Despite the short notice of the meeting – only about 36 hours – some 100 people attended the meeting held at the village’s Royal British Legion.

The focus of the meeting was on how to persuade Communities and Local Government Secretary, Eric Pickles, to “call in” the application, following the decision by Worcestershire County council to grant permission for the scheme.

The meeting was chaired by Ray Kirby, the Chairman of WAIL (Worcestershire Against Incineration and Landfill).

Peter told the meeting that he had already written to Mr Pickles, urging him to call in the application and that he had also forwarded WAIL’s “excellent letter” to the minister, endorsing all their arguments.

He now promised to write a further letter, making additional points raised at the meeting.

Commenting, Peter said,

“It was a constructive and good natured occasion, but there is justifiable and rising anger in the village that this monstrosity could be imposed upon them.

“I sincerely hope the application will be called in and a full public inquiry held. Every concerned citizen of Worcestershire should write to Mr Pickles urging this course of action.

“The decision of Worcestershire County Council to approve the incinerator flies in the face of Green Belt policy and is completely out of line with all emerging thinking on handling waste.
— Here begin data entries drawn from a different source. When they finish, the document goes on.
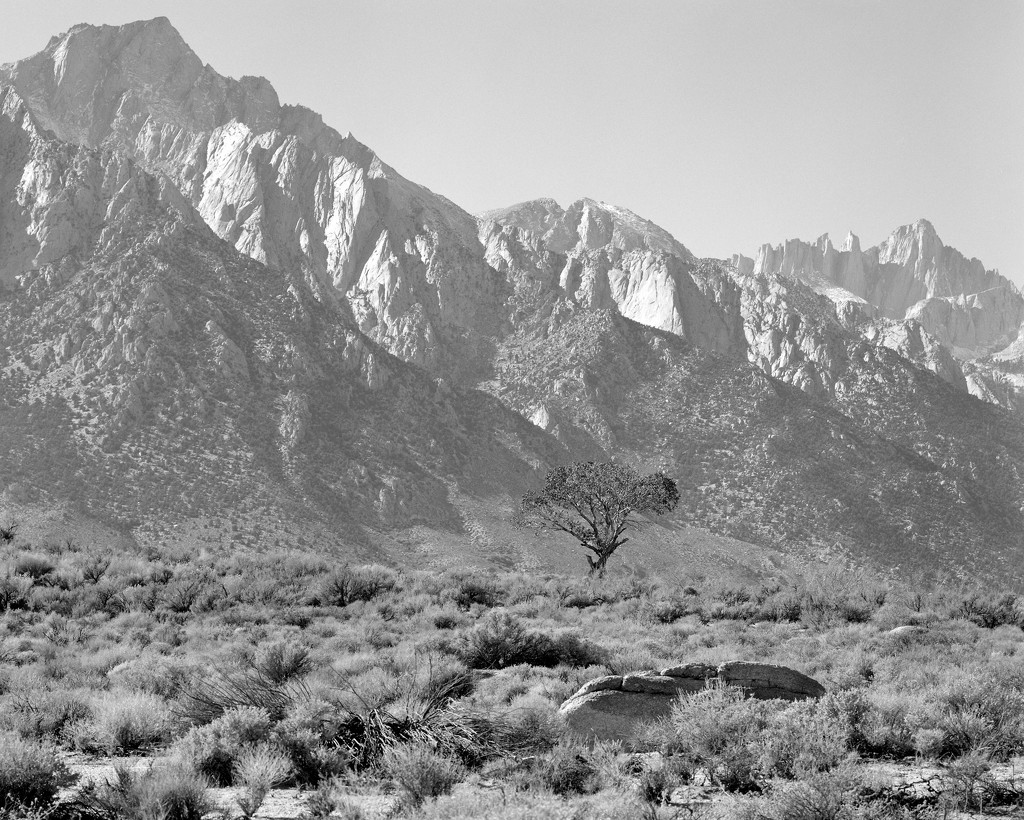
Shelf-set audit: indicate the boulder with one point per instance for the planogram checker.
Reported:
(615, 707)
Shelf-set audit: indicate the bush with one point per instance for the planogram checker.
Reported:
(825, 796)
(501, 641)
(203, 700)
(419, 772)
(31, 774)
(565, 771)
(125, 722)
(14, 592)
(214, 749)
(258, 769)
(281, 661)
(348, 585)
(475, 591)
(46, 714)
(168, 792)
(34, 566)
(991, 610)
(720, 730)
(803, 738)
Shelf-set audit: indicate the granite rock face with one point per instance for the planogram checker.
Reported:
(910, 275)
(615, 707)
(195, 273)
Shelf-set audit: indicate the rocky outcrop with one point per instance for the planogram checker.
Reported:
(275, 182)
(910, 275)
(614, 707)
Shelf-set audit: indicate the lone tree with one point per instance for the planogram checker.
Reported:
(595, 504)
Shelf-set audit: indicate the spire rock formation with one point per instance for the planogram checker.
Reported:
(223, 319)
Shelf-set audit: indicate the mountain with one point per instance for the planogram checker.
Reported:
(915, 293)
(225, 322)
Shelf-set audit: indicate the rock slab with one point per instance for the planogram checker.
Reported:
(615, 707)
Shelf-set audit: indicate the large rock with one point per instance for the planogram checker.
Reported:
(615, 707)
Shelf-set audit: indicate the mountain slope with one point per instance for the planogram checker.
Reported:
(226, 320)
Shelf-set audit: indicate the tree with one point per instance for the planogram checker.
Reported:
(595, 503)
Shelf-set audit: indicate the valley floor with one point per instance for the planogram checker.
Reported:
(181, 685)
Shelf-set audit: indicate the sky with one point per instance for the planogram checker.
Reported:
(730, 123)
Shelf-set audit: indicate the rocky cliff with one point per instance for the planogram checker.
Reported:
(910, 275)
(224, 318)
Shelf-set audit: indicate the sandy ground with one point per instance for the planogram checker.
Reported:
(290, 804)
(281, 804)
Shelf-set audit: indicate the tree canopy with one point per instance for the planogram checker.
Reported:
(595, 503)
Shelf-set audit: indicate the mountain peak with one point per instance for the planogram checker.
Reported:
(91, 78)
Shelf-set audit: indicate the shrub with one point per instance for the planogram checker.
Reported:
(475, 591)
(31, 774)
(124, 722)
(991, 610)
(822, 796)
(419, 771)
(719, 729)
(803, 738)
(14, 592)
(46, 714)
(214, 749)
(203, 700)
(280, 661)
(565, 771)
(34, 566)
(169, 792)
(348, 585)
(258, 769)
(501, 641)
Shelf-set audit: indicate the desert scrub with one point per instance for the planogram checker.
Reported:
(502, 641)
(258, 769)
(419, 771)
(121, 723)
(214, 749)
(348, 585)
(170, 791)
(31, 774)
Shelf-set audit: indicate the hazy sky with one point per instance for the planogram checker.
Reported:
(730, 123)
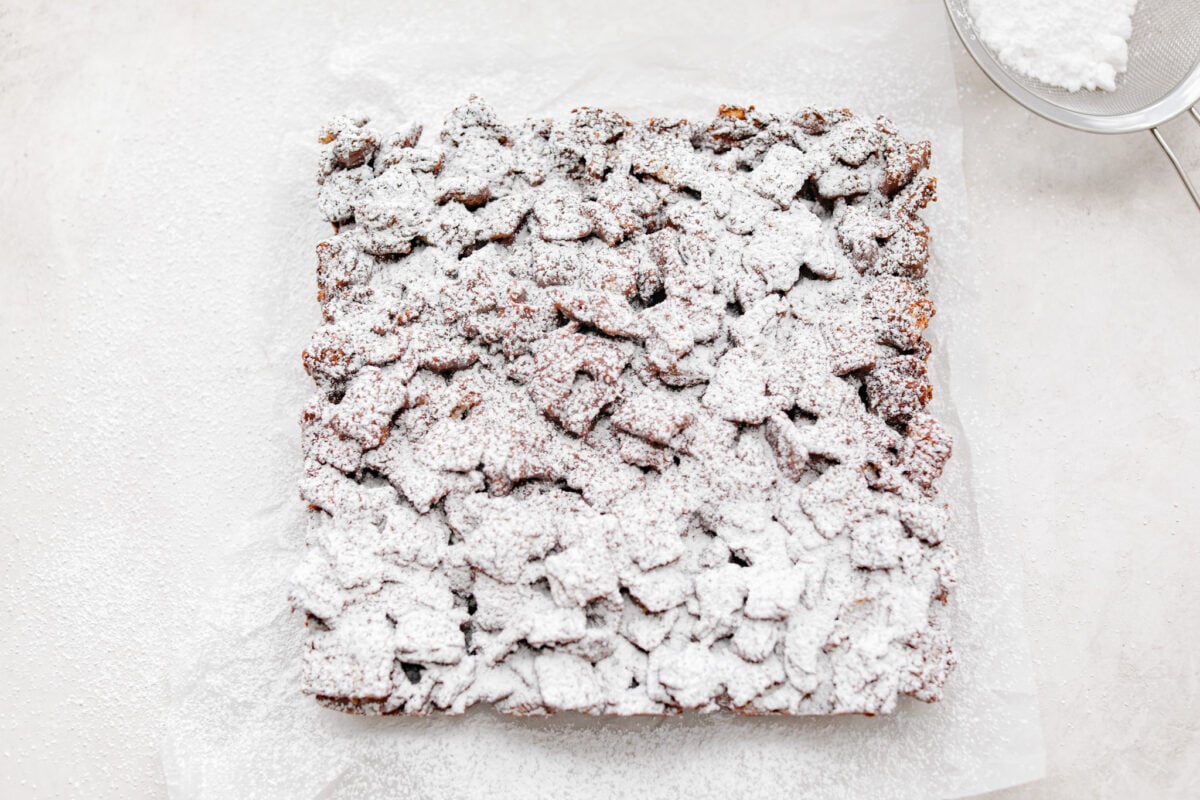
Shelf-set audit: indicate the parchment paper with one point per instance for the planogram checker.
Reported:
(238, 725)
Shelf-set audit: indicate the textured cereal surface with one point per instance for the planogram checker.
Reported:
(623, 417)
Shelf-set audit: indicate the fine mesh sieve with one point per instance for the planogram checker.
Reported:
(1162, 80)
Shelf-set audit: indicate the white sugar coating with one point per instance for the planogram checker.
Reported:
(624, 419)
(1069, 43)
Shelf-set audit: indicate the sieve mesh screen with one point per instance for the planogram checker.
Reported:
(1164, 50)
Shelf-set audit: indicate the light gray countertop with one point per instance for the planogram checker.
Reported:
(1078, 382)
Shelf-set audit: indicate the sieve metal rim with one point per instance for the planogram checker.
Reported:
(1174, 103)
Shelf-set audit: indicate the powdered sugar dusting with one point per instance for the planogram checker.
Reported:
(624, 419)
(1069, 43)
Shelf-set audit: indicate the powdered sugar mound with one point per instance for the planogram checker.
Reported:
(1069, 43)
(624, 419)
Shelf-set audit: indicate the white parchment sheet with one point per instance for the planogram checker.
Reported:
(238, 725)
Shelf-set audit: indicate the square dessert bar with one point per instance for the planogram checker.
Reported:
(623, 417)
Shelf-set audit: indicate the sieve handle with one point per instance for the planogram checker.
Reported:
(1175, 160)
The council itself appears to have prejudged the application and it has a conflict of interest as it both owns the site and is the signatory of the underlying waste contract with Severn Waste who will build and operate the incinerator.

“The community, the parish council and the district council all strongly oppose the plan, so the decision of the County to try to impose it on Hartlebury flies in the face of the government’s localism agenda. There are also serious questions about the energy efficiency of the facility and its economics.”